Le HCDH développe ses moyens d’alerte rapide et collabore avec des États Membres, des partenaires des Nations Unies et d’autres acteurs pour s’assurer que les informations et les analyses relatives aux droits de l’homme sont pleinement utilisées dans le cadre de l’analyse des alertes rapides. Le HCDH a commencé à déployer des moyens spécifiques dans ses bureaux régionaux pour soutenir le travail réalisé par ses présences dans les pays et par l’ensemble du système des Nations Unies, notamment par les coordonnateurs résidents et les équipes de pays des Nations Unies, en matière d’alerte rapide, de préparation et de gestion des crises. Ces moyens concernent notamment l’analyse de tendances et de problèmes émergents en matière de droits de l’homme ainsi que la réalisation d’analyses macroéconomiques.

Dans le cadre de sa mission, le HCDH aide les Nations Unies à établir des systèmes d’alerte rapide en matière de droits de l’homme et à intégrer l’analyse des droits de l’homme dans leur planification stratégique. Dans cette optique, il collabore également avec des institutions nationales des droits de l’homme et des partenaires du Comité permanent interorganisations au renforcement des droits de l’homme dans le cadre de l’action humanitaire. Son action vise à aider les Nations Unies à respecter les engagements pris dans le cadre de l’Appel à l’action du Secrétaire général des Nations Unies en faveur des droits humains, en s’appuyant sur l’initiative « Les droits de l’homme avant tout » et sur le programme de prévention du Secrétaire général pour renforcer les moyens de prévention à l’échelle du système au niveau régional.
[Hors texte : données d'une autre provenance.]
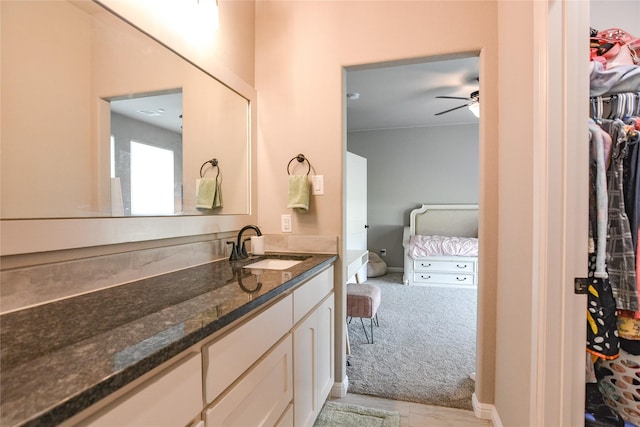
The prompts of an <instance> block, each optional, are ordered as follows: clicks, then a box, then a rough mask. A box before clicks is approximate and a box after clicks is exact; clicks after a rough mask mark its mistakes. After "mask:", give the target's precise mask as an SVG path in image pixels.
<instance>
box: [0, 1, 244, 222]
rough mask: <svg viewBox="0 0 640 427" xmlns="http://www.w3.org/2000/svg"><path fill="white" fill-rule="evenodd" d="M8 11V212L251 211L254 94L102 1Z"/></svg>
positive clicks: (10, 5) (32, 5) (1, 35)
mask: <svg viewBox="0 0 640 427" xmlns="http://www.w3.org/2000/svg"><path fill="white" fill-rule="evenodd" d="M0 8H1V13H0V17H1V20H2V21H1V31H2V34H1V36H2V37H1V40H0V42H1V46H0V48H1V49H2V57H1V61H2V63H1V66H2V73H1V79H2V80H1V85H2V88H3V90H2V93H1V94H0V96H1V99H0V102H1V109H2V116H1V118H0V120H1V123H0V124H1V132H2V141H1V150H2V158H1V169H0V173H1V184H2V189H1V190H2V191H1V215H0V216H1V218H2V219H30V218H77V217H110V216H159V215H203V214H206V215H208V214H234V215H236V214H248V213H249V199H250V196H249V191H250V188H249V185H250V184H249V183H250V163H249V157H250V153H249V149H250V141H249V138H250V136H249V135H250V133H249V126H250V120H249V115H250V106H249V101H248V100H247V99H246V98H244V97H242V96H241V95H239V94H238V93H237V92H235V91H233V90H231V89H230V88H229V87H227V86H225V85H223V84H222V83H220V82H219V81H217V80H216V79H215V78H213V77H212V76H211V75H209V74H207V73H205V72H204V71H203V70H201V69H200V68H198V67H196V66H194V65H193V64H191V63H190V62H188V61H186V60H185V59H184V58H182V57H180V56H179V55H177V54H176V53H175V52H173V51H171V50H169V49H167V48H166V47H165V46H163V45H161V44H160V43H158V42H156V41H155V40H153V39H152V38H150V37H148V36H147V35H146V34H144V33H142V32H140V31H138V30H137V29H136V28H134V27H132V26H131V25H129V24H128V23H126V22H125V21H123V20H121V19H119V18H118V17H117V16H115V15H113V14H112V13H111V12H109V11H107V10H106V9H104V8H102V7H101V6H100V5H98V4H97V3H94V2H89V1H83V2H72V1H69V2H67V1H56V2H50V1H29V2H0ZM213 158H215V159H217V161H218V168H217V170H216V169H214V168H204V169H203V175H202V176H201V174H200V172H201V167H202V165H203V164H205V163H206V162H207V161H209V160H211V159H213ZM203 180H204V182H205V183H206V182H207V181H211V180H213V182H214V183H215V184H216V185H214V186H213V188H214V191H215V190H216V189H217V191H218V193H217V195H218V196H220V195H221V194H223V195H224V197H223V198H222V199H221V200H222V202H221V203H219V204H217V205H216V206H215V207H214V206H213V205H212V207H211V208H210V209H209V208H203V207H202V205H201V203H200V202H201V201H202V196H203V194H202V192H201V190H202V188H204V187H203ZM199 192H200V193H199ZM199 203H200V204H199ZM198 206H200V207H198Z"/></svg>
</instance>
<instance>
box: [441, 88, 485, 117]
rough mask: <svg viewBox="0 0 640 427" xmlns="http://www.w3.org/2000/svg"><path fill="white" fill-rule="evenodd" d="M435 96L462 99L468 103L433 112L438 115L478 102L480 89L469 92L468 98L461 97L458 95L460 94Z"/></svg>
mask: <svg viewBox="0 0 640 427" xmlns="http://www.w3.org/2000/svg"><path fill="white" fill-rule="evenodd" d="M436 98H443V99H461V100H463V101H469V102H468V103H466V104H464V105H459V106H457V107H454V108H450V109H448V110H445V111H441V112H439V113H436V114H435V115H436V116H439V115H441V114H445V113H449V112H451V111H454V110H457V109H459V108H464V107H469V106H471V105H474V104H479V103H480V91H479V90H476V91H473V92H471V94H470V95H469V97H468V98H463V97H460V96H436Z"/></svg>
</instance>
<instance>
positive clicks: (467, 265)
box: [413, 260, 475, 273]
mask: <svg viewBox="0 0 640 427" xmlns="http://www.w3.org/2000/svg"><path fill="white" fill-rule="evenodd" d="M413 268H414V271H416V272H419V271H447V272H451V273H474V272H475V262H474V261H462V260H460V261H454V260H452V261H441V260H426V261H414V267H413Z"/></svg>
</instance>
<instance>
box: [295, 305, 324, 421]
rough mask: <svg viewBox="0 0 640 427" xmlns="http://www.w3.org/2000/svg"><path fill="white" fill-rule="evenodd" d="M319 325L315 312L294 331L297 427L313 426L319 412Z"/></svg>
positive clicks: (295, 383)
mask: <svg viewBox="0 0 640 427" xmlns="http://www.w3.org/2000/svg"><path fill="white" fill-rule="evenodd" d="M317 324H318V318H317V316H316V313H315V312H314V313H313V314H312V315H311V316H309V317H307V318H306V319H305V320H304V321H303V322H301V323H300V324H299V325H298V326H296V328H295V329H294V331H293V354H294V355H295V359H294V364H293V381H294V387H293V390H294V395H293V406H294V409H293V415H294V425H295V426H296V427H302V426H312V425H313V422H314V420H315V418H316V414H317V413H318V412H319V408H318V407H317V398H316V393H317V392H316V389H315V384H316V377H317V372H316V363H315V354H316V351H317V350H316V341H317V338H316V335H317Z"/></svg>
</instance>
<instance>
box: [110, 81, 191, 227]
mask: <svg viewBox="0 0 640 427" xmlns="http://www.w3.org/2000/svg"><path fill="white" fill-rule="evenodd" d="M110 105H111V141H110V143H111V147H110V148H111V156H110V164H111V173H110V177H111V214H112V215H113V216H124V215H173V214H176V213H180V212H182V90H180V89H177V90H175V91H171V90H170V91H167V93H161V94H151V95H146V94H143V95H135V96H134V97H132V98H126V99H113V100H111V101H110Z"/></svg>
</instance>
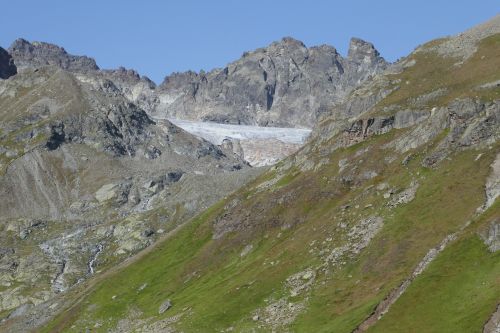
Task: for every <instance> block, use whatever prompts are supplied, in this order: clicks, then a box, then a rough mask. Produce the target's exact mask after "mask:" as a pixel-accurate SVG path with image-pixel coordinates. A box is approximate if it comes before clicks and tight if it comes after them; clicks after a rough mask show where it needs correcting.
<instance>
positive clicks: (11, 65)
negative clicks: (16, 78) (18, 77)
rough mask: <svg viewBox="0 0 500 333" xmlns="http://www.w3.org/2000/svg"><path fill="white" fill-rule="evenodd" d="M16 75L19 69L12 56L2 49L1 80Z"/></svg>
mask: <svg viewBox="0 0 500 333" xmlns="http://www.w3.org/2000/svg"><path fill="white" fill-rule="evenodd" d="M16 73H17V68H16V65H14V60H13V59H12V57H11V55H10V54H9V53H8V52H7V51H6V50H5V49H3V48H1V47H0V79H8V78H9V77H10V76H12V75H15V74H16Z"/></svg>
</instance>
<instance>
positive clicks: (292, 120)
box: [150, 37, 387, 127]
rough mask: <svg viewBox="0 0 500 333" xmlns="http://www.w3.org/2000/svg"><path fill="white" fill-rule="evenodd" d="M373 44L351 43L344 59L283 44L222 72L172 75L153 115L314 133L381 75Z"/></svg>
mask: <svg viewBox="0 0 500 333" xmlns="http://www.w3.org/2000/svg"><path fill="white" fill-rule="evenodd" d="M386 67H387V63H386V62H385V60H384V59H383V58H382V57H380V55H379V53H378V52H377V50H375V48H374V47H373V45H372V44H370V43H367V42H364V41H362V40H360V39H357V38H354V39H352V41H351V45H350V48H349V53H348V56H347V57H342V56H341V55H340V54H339V53H338V52H337V50H336V49H335V48H334V47H332V46H328V45H321V46H315V47H310V48H307V47H306V46H305V45H304V44H303V43H302V42H300V41H298V40H295V39H293V38H289V37H287V38H284V39H282V40H281V41H279V42H274V43H272V44H271V45H269V46H268V47H266V48H260V49H257V50H255V51H252V52H245V53H244V54H243V56H242V58H240V59H239V60H237V61H235V62H233V63H231V64H229V65H228V66H227V67H225V68H223V69H215V70H212V71H210V72H208V73H205V72H203V71H202V72H200V73H196V72H192V71H189V72H184V73H174V74H172V75H170V76H167V77H166V78H165V80H164V82H163V83H162V84H161V85H160V86H159V87H158V91H157V101H156V103H155V105H154V107H153V109H152V110H151V111H150V112H151V113H152V114H153V115H156V116H162V117H170V118H180V119H190V120H202V121H215V122H221V123H234V124H249V125H256V124H257V125H261V126H279V127H286V126H288V127H312V126H313V125H314V124H315V123H316V122H317V120H318V119H319V117H320V116H321V115H322V114H324V113H326V112H329V111H330V109H331V108H332V107H333V106H334V105H336V104H337V103H339V102H340V101H341V100H342V98H344V97H346V96H347V94H348V93H349V92H350V91H351V90H352V89H353V88H355V87H356V86H357V85H358V84H359V83H360V82H363V81H364V80H366V79H368V78H369V77H371V76H373V75H375V74H377V73H379V72H381V71H383V70H384V69H385V68H386Z"/></svg>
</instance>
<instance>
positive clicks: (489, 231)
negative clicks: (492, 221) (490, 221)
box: [481, 220, 500, 252]
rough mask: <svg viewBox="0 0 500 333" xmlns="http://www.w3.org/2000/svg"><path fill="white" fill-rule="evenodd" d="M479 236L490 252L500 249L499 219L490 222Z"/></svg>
mask: <svg viewBox="0 0 500 333" xmlns="http://www.w3.org/2000/svg"><path fill="white" fill-rule="evenodd" d="M481 237H482V239H483V241H484V243H485V244H486V246H488V249H489V250H490V251H491V252H496V251H498V250H500V220H499V221H496V222H492V223H491V224H490V226H489V228H488V229H487V230H486V231H485V232H484V233H482V234H481Z"/></svg>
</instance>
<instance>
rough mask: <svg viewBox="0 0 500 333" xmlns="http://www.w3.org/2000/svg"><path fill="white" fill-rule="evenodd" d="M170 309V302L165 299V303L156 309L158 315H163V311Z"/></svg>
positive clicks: (165, 310) (162, 304)
mask: <svg viewBox="0 0 500 333" xmlns="http://www.w3.org/2000/svg"><path fill="white" fill-rule="evenodd" d="M171 307H172V302H171V301H170V300H169V299H167V300H166V301H165V302H163V303H162V304H161V305H160V308H159V309H158V314H162V313H164V312H165V311H167V310H168V309H170V308H171Z"/></svg>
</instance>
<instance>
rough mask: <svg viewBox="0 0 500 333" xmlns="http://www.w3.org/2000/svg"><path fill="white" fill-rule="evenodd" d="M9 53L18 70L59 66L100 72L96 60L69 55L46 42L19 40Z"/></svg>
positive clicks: (11, 45)
mask: <svg viewBox="0 0 500 333" xmlns="http://www.w3.org/2000/svg"><path fill="white" fill-rule="evenodd" d="M9 53H10V54H11V55H12V58H13V59H14V63H15V64H16V66H17V67H18V68H20V69H21V68H26V67H42V66H57V67H60V68H62V69H65V70H69V71H88V70H98V69H99V67H97V64H96V62H95V60H94V59H92V58H89V57H86V56H75V55H71V54H68V53H67V52H66V50H65V49H64V48H62V47H59V46H57V45H54V44H49V43H44V42H33V43H30V42H28V41H27V40H25V39H22V38H19V39H17V40H16V41H14V43H12V45H11V46H10V48H9Z"/></svg>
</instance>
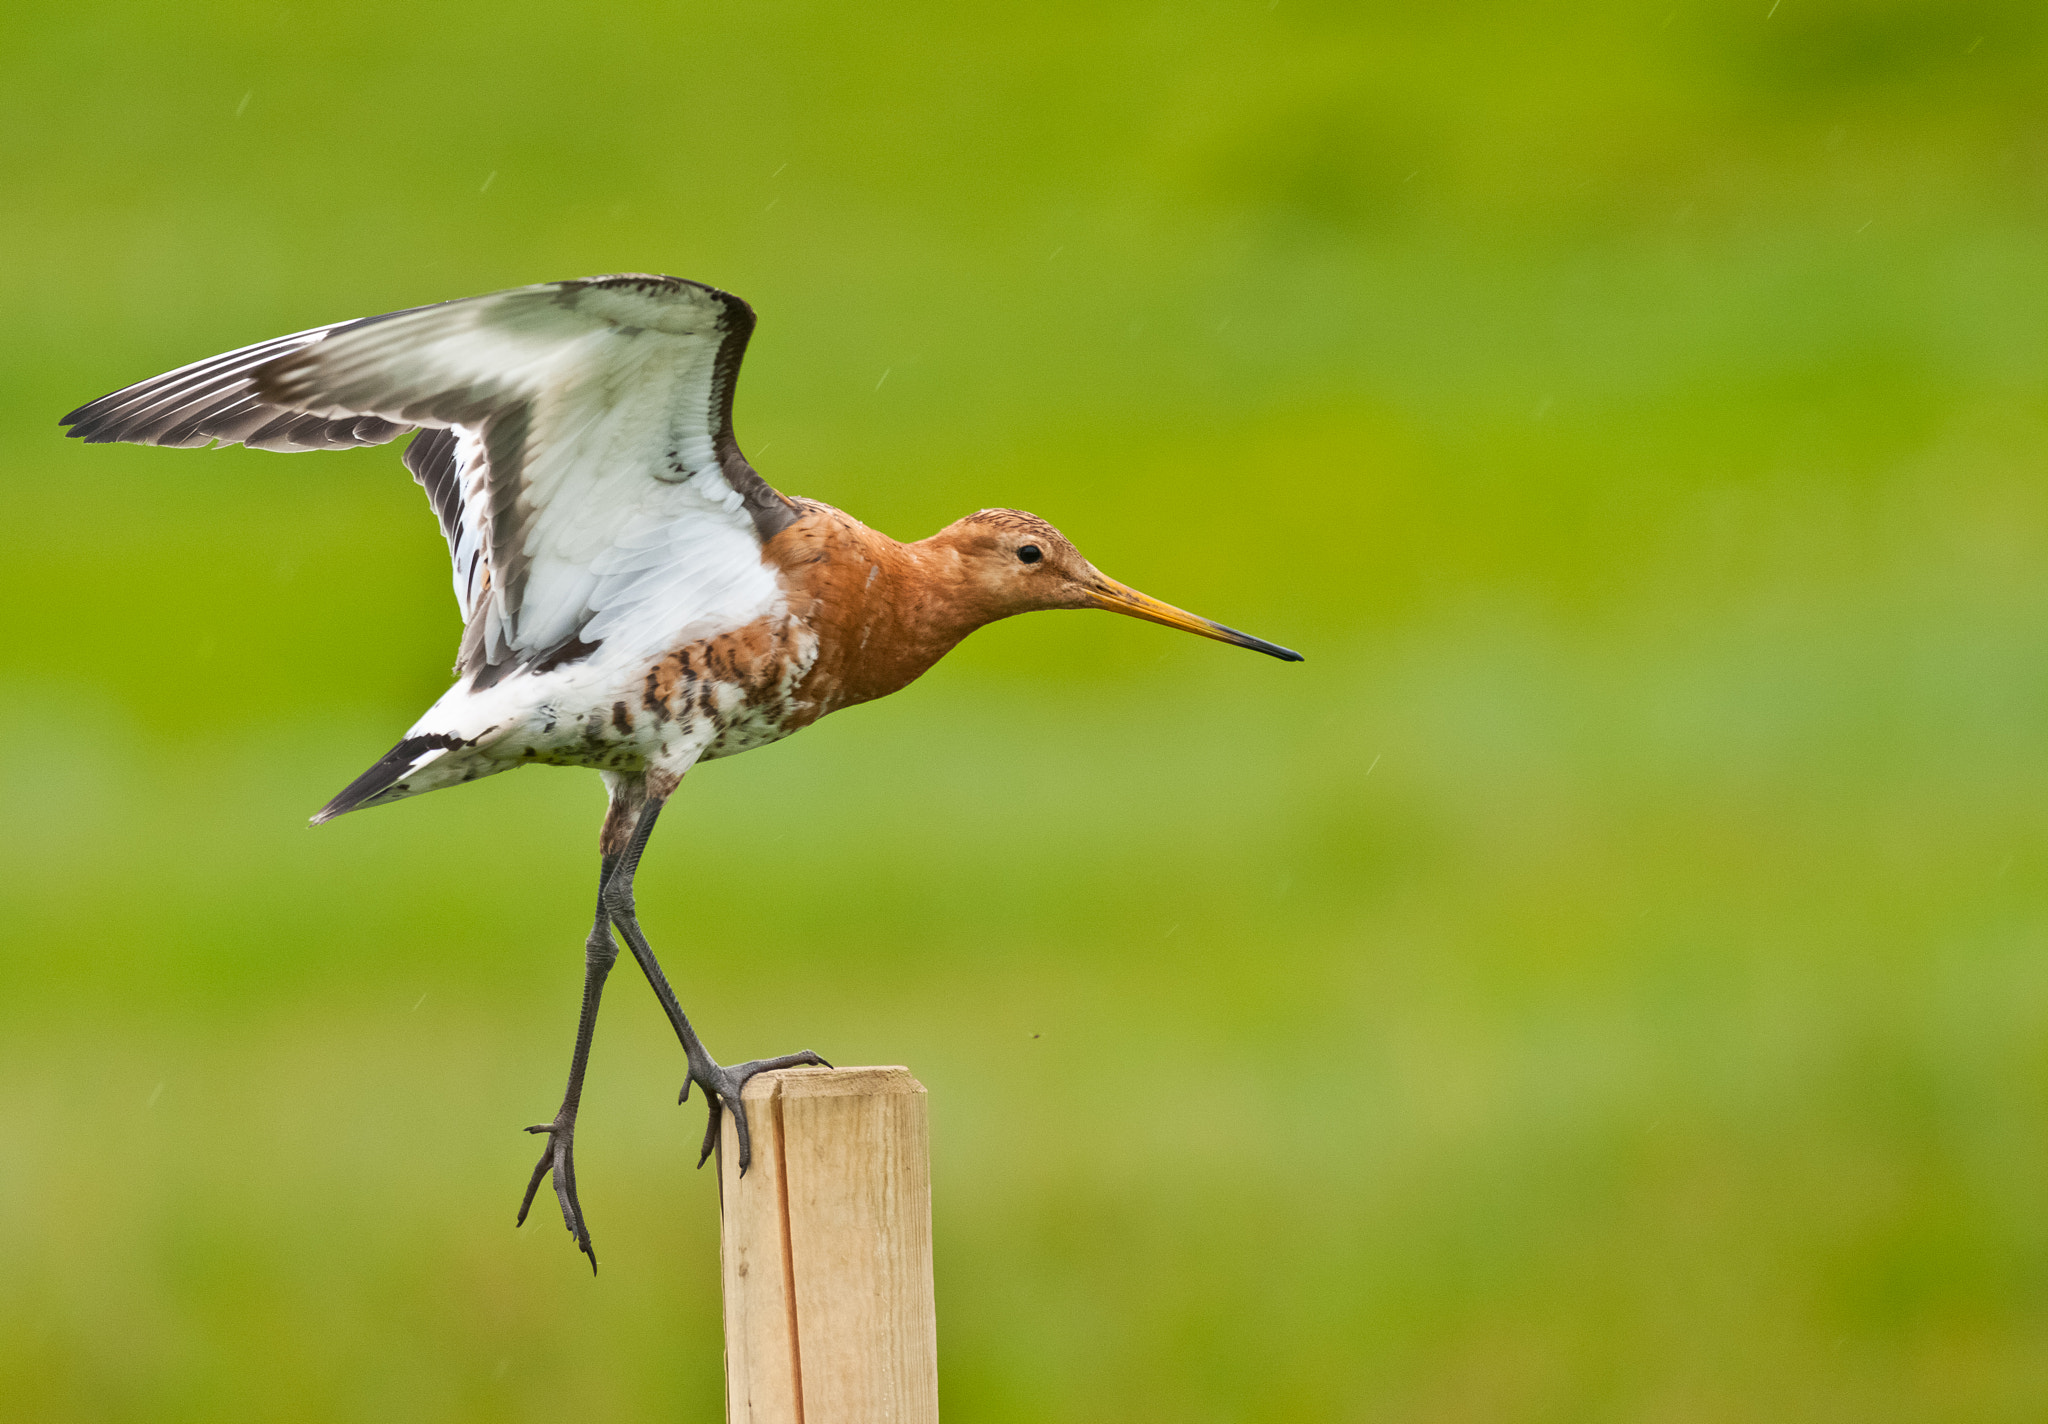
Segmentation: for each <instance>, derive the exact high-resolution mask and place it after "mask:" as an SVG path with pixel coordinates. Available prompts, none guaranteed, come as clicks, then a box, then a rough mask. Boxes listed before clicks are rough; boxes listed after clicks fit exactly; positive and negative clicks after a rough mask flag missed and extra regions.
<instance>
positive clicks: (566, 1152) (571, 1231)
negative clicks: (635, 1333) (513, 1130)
mask: <svg viewBox="0 0 2048 1424" xmlns="http://www.w3.org/2000/svg"><path fill="white" fill-rule="evenodd" d="M526 1131H528V1133H547V1145H545V1147H543V1149H541V1160H539V1162H537V1164H535V1168H532V1176H530V1178H526V1197H524V1199H522V1201H520V1205H518V1219H516V1221H514V1223H512V1225H526V1213H528V1211H532V1199H535V1197H537V1195H539V1190H541V1180H543V1178H545V1176H547V1174H549V1172H553V1174H555V1203H557V1205H559V1207H561V1225H565V1227H567V1229H569V1235H571V1238H575V1250H580V1252H584V1254H586V1256H590V1274H598V1252H596V1248H592V1244H590V1227H588V1225H584V1205H582V1203H580V1201H578V1199H575V1127H573V1123H571V1125H561V1123H559V1121H557V1123H537V1125H532V1127H528V1129H526Z"/></svg>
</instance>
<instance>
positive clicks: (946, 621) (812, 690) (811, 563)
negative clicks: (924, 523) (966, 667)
mask: <svg viewBox="0 0 2048 1424" xmlns="http://www.w3.org/2000/svg"><path fill="white" fill-rule="evenodd" d="M799 504H801V506H803V518H799V520H797V522H795V525H791V527H788V529H784V531H782V533H780V535H776V537H774V539H770V541H768V545H766V547H764V549H762V557H764V559H768V561H770V563H774V566H776V570H778V572H780V576H782V584H784V588H786V590H788V606H791V617H795V619H799V621H803V623H807V625H809V629H811V631H813V633H815V635H817V660H815V662H813V664H811V672H809V674H807V676H805V678H803V682H799V684H797V715H799V717H801V721H799V723H797V725H807V723H811V721H817V719H819V717H823V715H825V713H829V711H838V709H840V707H852V705H856V703H870V701H874V699H877V697H887V695H889V693H895V690H899V688H903V686H909V684H911V682H915V680H918V678H920V676H924V672H926V670H928V668H930V666H932V664H934V662H938V660H940V658H944V656H946V654H948V652H950V650H952V647H954V645H956V643H958V641H961V639H963V637H967V635H969V633H973V631H975V629H977V627H981V625H983V623H987V617H983V615H981V613H979V611H977V609H973V606H971V604H969V600H965V598H963V596H961V594H963V586H961V580H958V566H956V557H954V555H952V553H950V551H946V549H934V547H930V543H915V545H907V543H897V541H895V539H891V537H889V535H881V533H874V531H872V529H868V527H866V525H862V522H860V520H858V518H852V516H850V514H842V512H840V510H836V508H831V506H829V504H817V502H815V500H801V502H799Z"/></svg>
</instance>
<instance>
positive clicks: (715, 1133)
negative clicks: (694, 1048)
mask: <svg viewBox="0 0 2048 1424" xmlns="http://www.w3.org/2000/svg"><path fill="white" fill-rule="evenodd" d="M774 1067H831V1063H827V1061H825V1059H821V1057H819V1055H817V1053H813V1051H811V1049H805V1051H801V1053H784V1055H782V1057H758V1059H754V1061H750V1063H733V1065H731V1067H719V1065H717V1063H713V1061H711V1057H705V1061H702V1063H698V1061H694V1059H692V1061H690V1076H688V1078H686V1080H684V1082H682V1096H678V1098H676V1102H688V1100H690V1084H692V1082H694V1084H698V1086H700V1088H702V1090H705V1102H707V1104H711V1121H707V1123H705V1149H702V1151H700V1154H696V1166H705V1162H709V1160H711V1154H713V1149H717V1145H719V1119H721V1117H723V1115H725V1113H727V1111H729V1113H731V1115H733V1135H735V1137H739V1176H745V1174H748V1168H750V1166H752V1164H754V1143H752V1141H750V1137H748V1106H745V1102H741V1100H739V1090H741V1088H745V1086H748V1078H752V1076H754V1074H766V1072H768V1070H774Z"/></svg>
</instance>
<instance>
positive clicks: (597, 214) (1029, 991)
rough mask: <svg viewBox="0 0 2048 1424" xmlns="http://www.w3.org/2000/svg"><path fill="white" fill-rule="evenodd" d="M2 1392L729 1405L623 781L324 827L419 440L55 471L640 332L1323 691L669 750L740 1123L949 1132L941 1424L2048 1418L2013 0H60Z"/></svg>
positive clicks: (712, 1032) (935, 505) (22, 711)
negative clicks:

Le HCDH participe en outre aux examens mensuels régionaux, un processus développé dans le cadre de l’initiative « Les droits de l’homme avant tout » qui a été incorporé par la suite à la plateforme de prévention intégrée du Secrétaire général afin de s’assurer que les acteurs du système des Nations Unies ont une compréhension commune des situations et prennent des mesures de prévention rapides et coordonnées.

Coordonnés au niveau des directeurs, les examens mensuels régionaux font appel à une combinaison d’analyses relatives au développement, à la politique, aux droits de l’homme et à l’action humanitaire pour définir des recommandations visant à renforcer l’action des Nations Unies. Les membres procédant aux examens étudient les informations d’alerte rapide et conviennent de mesures de prévention et d’intervention pouvant être prises pour aider la présence des Nations Unies sur le terrain à faire face à l’évolution d’une situation. Leurs décisions peuvent mobiliser tous les titulaires de mandat des Nations Unies afin de répondre à toute préoccupation. Le HCDH veille à ce que l’analyse menée dans le cadre de ces examens mensuels régionaux prenne en considération les contributions des mécanismes des droits de l’homme des Nations Unies et d’autres informations relatives aux droits de l’homme.

Soutien apporté par le HCDH à des organismes extérieurs aux Nations Unies en matière d’alerte rapide fondée sur les droits de l’homme

Depuis 2018, le HCDH collabore avec l’Union africaine et le programme mondial d’appui à la réintégration (GPRS) de la Banque mondiale afin de soutenir le renforcement des méthodologies d’alerte rapide de l’Union africaine en intégrant une approche fondée sur les droits de l’homme à son Système d’alerte rapide existant à l’échelle du continent. Cette collaboration vise notamment à augmenter et encourager le recours à des sources de données primaires en utilisant une approche fondée sur les droits pour la collecte et l’analyse de données, ainsi que pour la prise de mesures. D’autres organisations internationales et régionales disposent de moyens d’alerte rapide qui, à des degrés divers, utilisent des informations relatives aux droits de l’homme.

Dans le cadre de leur mission de protection et de promotion des droits de l’homme au niveau national, les institutions nationales des droits de l’homme ont un rôle important à jouer dans leur pays en matière d’alerte rapide concernant les violations des droits de l’homme. Cette fonction peut contribuer à identifier des risques plus larges et aider à mettre en place des politiques et des pratiques visant à encourager une résolution pacifique des conflits, à répondre aux griefs, à lutter contre les inégalités et à renforcer la résilience et la préparation.